Perdagangan dan investasi di Indonesia masih sangat tertutup. Risiko memiliki ekonomi yang tertutup akan jauh lebih besar dibandingkan dengan ekonomi terbuka. (Febrio Kacaribu, Kepala Peneliti Makroekonomi dan Finansial Lembaga Pengkajian Ekonomi dan Masyarakat (LPEM) Universitas Indonesia)
Dalam Laporan Bank Dunia tentang Kemudahan Berbisnis 2019, skor Indonesia naik dari 66,54 pada 2018 menjadi 67,96. Namun, peringkat Indonesia turun dari 72 menjadi 73.
Sementara Dana Moneter Internasional (IMF) merevisi proyeksi pertumbuhan ekonomi global pada tahun ini menjadi 3,3 persen. Dalam enam bulan terakhir, IMF memangkas proyeksi pertumbuhan produk domestik bruto (PDB) dunia, dari 3,7 persen menjadi 3,5 persen, kemudian 3,3 persen.
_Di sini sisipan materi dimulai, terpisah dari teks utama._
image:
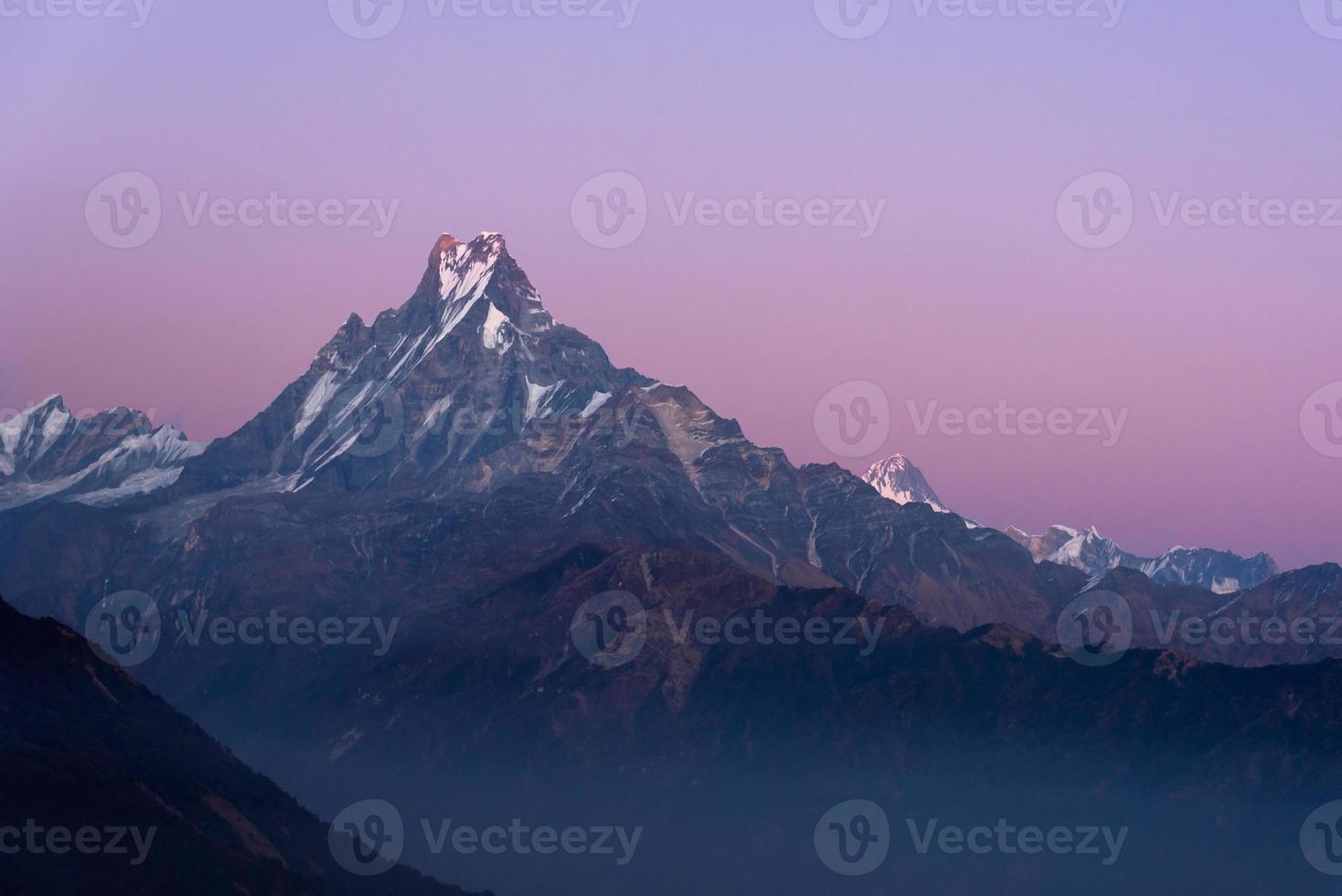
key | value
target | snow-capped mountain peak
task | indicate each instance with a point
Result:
(46, 453)
(898, 479)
Pelambatan ekonomi berdampak terhadap kinerja perdagangan global. Pertumbuhan volume perdagangan barang dan jasa 2019 diproyeksikan melambat menjadi 3,4 persen.
Secara khusus, Direktur Pelaksana IMF Christine Lagarde mengingatkan dampak akibat harga minyak dunia yang kemungkinan naik pada tahun ini. Kenaikan harga ini seiring dengan kondisi geopolitik negara-negara produsen minyak.
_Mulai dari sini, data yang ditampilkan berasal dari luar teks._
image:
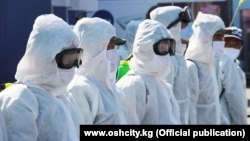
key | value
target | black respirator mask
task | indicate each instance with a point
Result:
(185, 16)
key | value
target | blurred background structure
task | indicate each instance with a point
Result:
(17, 17)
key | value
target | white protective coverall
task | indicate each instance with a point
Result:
(35, 108)
(91, 87)
(233, 98)
(129, 34)
(148, 97)
(201, 52)
(166, 15)
(3, 130)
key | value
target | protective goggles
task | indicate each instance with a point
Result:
(185, 16)
(69, 58)
(165, 46)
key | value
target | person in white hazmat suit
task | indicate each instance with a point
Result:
(172, 17)
(93, 87)
(231, 86)
(35, 107)
(148, 97)
(3, 130)
(129, 34)
(201, 50)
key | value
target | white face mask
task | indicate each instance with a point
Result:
(112, 56)
(232, 52)
(218, 47)
(66, 75)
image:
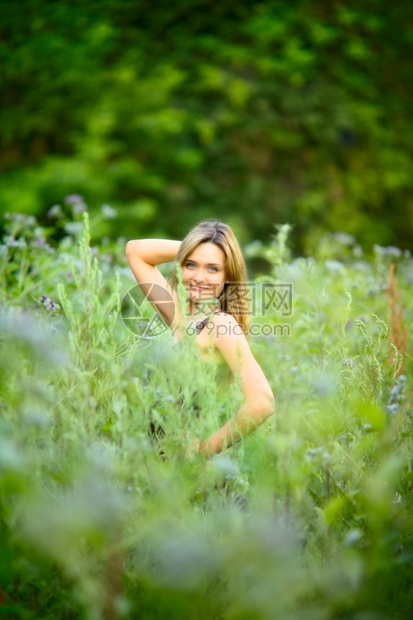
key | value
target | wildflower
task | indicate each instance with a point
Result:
(73, 228)
(77, 202)
(74, 199)
(344, 238)
(392, 409)
(11, 242)
(334, 265)
(49, 304)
Neraca minyak pada transaksi berjalan 2018 menunjukkan, Indonesia defisit 18,392 miliar dollar AS.
Di laman Bloomberg, Kamis malam, harga minyak dunia jenis Brent 71,25 dollar AS per barel, sedangkan WTI 63,98 dollar AS per barel.
Sementara itu, harga batubara acuan merosot dari 92,45 dollar AS per ton pada Januari 2019 menjadi 88,85 dollar AS per ton per April 2019.
Menurut Kepala Biro Komunikasi, Layanan Informasi Publik dan Kerja Sama pada Kementerian Energi dan Sumber Daya Mineral Agung Pribadi, penurunan harga dipengaruhi kebijakan energi di India dan China. Kedua negara itu pengimpor utama batubara asal Indonesia. India sedang menerapkan pembatasan impor batubara, sedangkan China menaikkan produksi batubara.
”Ada pula faktor penurunan penjualan batubara ke Jepang dan Korea. Hal itu turut memengaruhi penurunan harga indeks batubara bulanan,” ujar Agung.
Kepala Departemen Moneter dan Pasar Modal IMF Tobias Adrian dalam konferensi pers di Washington DC, AS, memaparkan, negara-negara di dunia akan menghadapi tantangan menyeimbangkan kebutuhan dan memperketat pengawasan sektor keuangan dalam situasi pertumbuhan ekonomi global yang melambat.
IMF menyoroti penumpukan utang pemerintah dan korporasi di negara maju dan berkembang. Di AS, rasio utang korporasi terhadap PDB menyentuh rekor tertinggi. Adapun di beberapa negara Eropa, perbankan mulai terbebani obligasi pemerintah. (APO/KRN)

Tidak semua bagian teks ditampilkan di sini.